How life looks right about now

My wrist has been hurting for several months. First I blamed it on a particularly thunderous shot on goal that I was barely able to dampen with my doomed outstretched hands. I watched the shot come, too. Not just because he launched the ball from the mid-point of a futsol court, but because before his shot he stopped the ball, squared his hips, stared at me, and marshalled all his energy like some anime character. I blocked the shot, somehow, but my wrist hasn’t stopped hurting since.

As the weeks wore on, another theory asserted itself. Maybe it’s carpal tunnel syndrome? I work on my laptop all day, and my series of home perches aren’t particularly ergonomic. I’ve got the couch I’m slumped into now, which makes every effort to curve your body like a YCMA or Sesame Street character trying to form the letter C. I’ve got my bed, which, as you might have gathered from the name, is a bed.

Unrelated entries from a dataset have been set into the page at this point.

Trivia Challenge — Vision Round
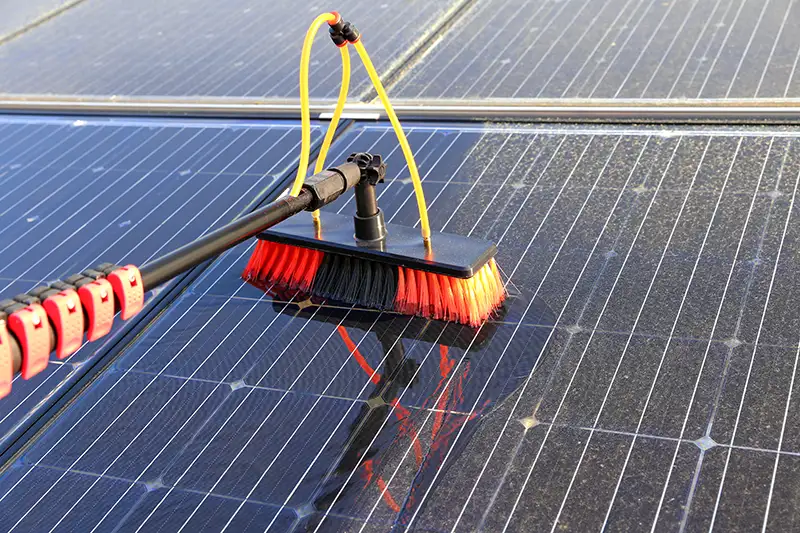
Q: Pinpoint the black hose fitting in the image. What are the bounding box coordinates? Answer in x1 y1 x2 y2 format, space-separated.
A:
303 162 361 211
328 11 347 48
347 153 386 243
328 13 361 48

And then there’s my new office, which is less an office than a broomcloset with speakers. The desk in there was meant for the dump – which New Zealanders call the “tip” — but I determined that a ramshackle, too-short desk was better than nothing, and now my wrists and back are telling me that I was very wrong indeed.

I’m in this glorified spider hole with wifi because my family has reoriented the house. I won’t bore you exactly with which kid moved into which room and why, but suffice it to say that in the forest three paths diverged, and I, ow, I took the most painful one. The things we do for our kids. The things we do for our kids that they studiously do not even notice. You’ll thank me one day, kids! Except they won’t. And if I raise my arm to holler at them, it will hurt.

I’ve been solo-parenting for a few weeks, and I have a few weeks to go. My blog posts aren’t being posted correctly to my server, so I should fix that. (In fact, if you’re reading this, it’s possible — but falling short of “likely” — that I did fix it. I played futsal last night and lost to a much better team. It probably helped that I wasn’t in goal. On account of the wrist and all.